The Evolution of Technology
Title | The Evolution of Technology PDF eBook |
Author | George Basalla |
Publisher | Cambridge University Press |
Pages | 262 |
Release | 1989-02-24 |
Genre | Technology & Engineering |
ISBN | 1316101584 |
This book presents an evolutionary theory of technological change based upon recent scholarship in the history of technology and upon relevant material drawn from economic history and anthropology. It challenges the popular notion that technology advances by the efforts of a few heroic individuals who produce a series of revolutionary inventions owing little or nothing to the technological past. Therefore, the book's argument is shaped by analogies taken selectively from the theory of organic evolution, and not from the theory and practice of political revolution. Three themes appear, and reappear with variations, throughout the study. The first is diversity: an acknowledgment of the vast numbers of different kinds of made things (artifacts) that have long been available to humanity; the second is necessity: the belief that humans are driven to invent new artifacts in order to meet basic biological requirements such as food, shelter, and defense; and the third is technological evolution: an organic analogy that explains both the emergence of novel artifacts and their subsequent selection by society for incorporation into its material life without invoking either biological necessity or technological progress.
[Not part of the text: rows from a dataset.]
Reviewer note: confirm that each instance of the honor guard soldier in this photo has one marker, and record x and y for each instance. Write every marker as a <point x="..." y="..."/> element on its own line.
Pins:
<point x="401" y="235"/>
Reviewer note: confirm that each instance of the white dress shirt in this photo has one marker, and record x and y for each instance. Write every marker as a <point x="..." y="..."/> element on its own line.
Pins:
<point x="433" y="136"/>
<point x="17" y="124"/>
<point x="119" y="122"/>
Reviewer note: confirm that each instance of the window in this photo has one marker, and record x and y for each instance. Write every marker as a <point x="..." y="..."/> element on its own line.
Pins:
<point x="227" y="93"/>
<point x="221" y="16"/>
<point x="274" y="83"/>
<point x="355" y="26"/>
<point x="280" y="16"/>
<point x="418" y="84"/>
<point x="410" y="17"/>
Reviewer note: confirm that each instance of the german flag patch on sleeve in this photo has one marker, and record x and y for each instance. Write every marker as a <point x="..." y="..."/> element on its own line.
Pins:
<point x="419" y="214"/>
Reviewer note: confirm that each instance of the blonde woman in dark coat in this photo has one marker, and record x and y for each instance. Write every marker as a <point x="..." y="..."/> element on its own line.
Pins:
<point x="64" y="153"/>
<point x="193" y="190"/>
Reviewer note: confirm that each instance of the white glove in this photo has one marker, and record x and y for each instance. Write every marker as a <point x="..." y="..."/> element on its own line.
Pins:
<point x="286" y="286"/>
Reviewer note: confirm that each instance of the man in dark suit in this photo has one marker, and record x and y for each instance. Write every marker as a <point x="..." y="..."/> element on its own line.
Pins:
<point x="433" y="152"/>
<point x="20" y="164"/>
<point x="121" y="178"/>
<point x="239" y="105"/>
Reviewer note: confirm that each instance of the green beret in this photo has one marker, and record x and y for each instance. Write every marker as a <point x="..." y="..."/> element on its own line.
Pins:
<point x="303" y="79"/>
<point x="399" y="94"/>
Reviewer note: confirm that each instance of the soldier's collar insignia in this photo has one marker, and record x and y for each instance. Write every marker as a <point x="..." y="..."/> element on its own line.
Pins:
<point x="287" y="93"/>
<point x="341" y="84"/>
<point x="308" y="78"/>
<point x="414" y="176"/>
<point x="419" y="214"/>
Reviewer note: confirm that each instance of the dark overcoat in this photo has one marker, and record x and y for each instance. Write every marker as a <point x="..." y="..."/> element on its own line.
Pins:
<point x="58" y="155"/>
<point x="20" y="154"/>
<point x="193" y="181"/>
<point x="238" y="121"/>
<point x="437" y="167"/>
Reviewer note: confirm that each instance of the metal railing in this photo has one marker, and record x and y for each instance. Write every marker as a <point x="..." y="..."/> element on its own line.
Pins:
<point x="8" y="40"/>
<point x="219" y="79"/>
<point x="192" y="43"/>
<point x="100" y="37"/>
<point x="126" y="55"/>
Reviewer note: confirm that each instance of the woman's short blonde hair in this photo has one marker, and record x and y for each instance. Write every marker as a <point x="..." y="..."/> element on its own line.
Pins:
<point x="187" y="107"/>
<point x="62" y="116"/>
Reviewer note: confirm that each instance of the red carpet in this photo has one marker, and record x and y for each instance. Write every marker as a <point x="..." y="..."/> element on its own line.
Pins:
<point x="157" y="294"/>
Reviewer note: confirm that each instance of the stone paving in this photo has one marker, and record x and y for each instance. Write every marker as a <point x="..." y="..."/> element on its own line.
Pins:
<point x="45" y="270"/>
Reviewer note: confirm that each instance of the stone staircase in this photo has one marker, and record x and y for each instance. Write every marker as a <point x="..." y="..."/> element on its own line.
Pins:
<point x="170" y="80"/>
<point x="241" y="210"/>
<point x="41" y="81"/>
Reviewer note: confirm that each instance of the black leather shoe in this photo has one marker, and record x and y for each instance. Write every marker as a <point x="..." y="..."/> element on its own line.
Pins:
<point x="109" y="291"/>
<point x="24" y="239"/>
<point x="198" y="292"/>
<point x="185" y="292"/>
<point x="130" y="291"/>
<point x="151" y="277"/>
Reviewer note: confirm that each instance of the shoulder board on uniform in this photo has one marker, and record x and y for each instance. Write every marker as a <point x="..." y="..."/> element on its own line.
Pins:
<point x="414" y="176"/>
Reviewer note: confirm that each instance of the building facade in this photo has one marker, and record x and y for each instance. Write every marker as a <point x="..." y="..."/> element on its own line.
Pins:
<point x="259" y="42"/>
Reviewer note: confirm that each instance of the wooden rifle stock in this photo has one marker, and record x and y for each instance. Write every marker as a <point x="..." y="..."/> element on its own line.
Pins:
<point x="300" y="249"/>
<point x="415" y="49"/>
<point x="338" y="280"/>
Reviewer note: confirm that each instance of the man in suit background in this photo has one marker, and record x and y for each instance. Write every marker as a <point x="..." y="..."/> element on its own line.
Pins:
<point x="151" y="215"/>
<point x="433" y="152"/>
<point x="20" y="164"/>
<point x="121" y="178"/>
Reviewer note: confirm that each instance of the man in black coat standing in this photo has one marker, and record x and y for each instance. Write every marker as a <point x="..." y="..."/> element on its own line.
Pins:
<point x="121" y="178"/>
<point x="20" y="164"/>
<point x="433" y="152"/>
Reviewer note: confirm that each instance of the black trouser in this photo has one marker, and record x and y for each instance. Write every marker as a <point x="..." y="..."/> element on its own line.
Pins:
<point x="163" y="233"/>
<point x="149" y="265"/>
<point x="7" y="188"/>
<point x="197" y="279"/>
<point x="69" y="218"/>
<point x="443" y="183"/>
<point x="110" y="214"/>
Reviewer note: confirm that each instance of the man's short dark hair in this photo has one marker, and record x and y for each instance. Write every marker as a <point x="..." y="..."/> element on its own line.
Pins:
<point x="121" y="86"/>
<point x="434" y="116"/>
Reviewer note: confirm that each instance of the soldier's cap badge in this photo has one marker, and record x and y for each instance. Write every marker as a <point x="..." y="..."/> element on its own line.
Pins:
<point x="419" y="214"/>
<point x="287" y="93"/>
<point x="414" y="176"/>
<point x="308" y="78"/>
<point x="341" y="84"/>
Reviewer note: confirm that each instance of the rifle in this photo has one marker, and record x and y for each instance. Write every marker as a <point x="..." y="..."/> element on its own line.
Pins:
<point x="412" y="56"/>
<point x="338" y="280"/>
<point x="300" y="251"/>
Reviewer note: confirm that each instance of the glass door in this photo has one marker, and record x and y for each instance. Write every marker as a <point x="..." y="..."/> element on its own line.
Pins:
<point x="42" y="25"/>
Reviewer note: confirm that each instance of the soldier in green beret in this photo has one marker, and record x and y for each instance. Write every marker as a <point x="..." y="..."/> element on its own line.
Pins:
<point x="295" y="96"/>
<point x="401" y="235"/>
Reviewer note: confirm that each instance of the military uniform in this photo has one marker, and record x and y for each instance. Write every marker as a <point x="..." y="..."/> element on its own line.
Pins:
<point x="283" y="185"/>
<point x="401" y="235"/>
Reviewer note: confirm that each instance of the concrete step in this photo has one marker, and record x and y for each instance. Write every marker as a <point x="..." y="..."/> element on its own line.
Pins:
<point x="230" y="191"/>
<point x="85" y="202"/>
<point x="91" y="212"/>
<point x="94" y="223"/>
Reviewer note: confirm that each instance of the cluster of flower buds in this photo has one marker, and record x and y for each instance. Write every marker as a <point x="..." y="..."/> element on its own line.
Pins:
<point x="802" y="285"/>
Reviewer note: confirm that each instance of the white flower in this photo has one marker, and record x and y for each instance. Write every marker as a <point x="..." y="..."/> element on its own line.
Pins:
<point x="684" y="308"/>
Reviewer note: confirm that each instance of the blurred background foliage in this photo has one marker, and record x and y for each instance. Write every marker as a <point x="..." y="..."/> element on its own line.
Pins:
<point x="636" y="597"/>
Although the book is not intended to provide a strict chronological account of the development of technology, historical examples - including many of the major achievements of Western technology: the waterwheel, the printing press, the steam engine, automobiles and trucks, and the transistor - are used extensively to support its theoretical framework. The Evolution of Techology will be of interest to all readers seeking to learn how and why technology changes, including both students and specialists in the history of technology and science.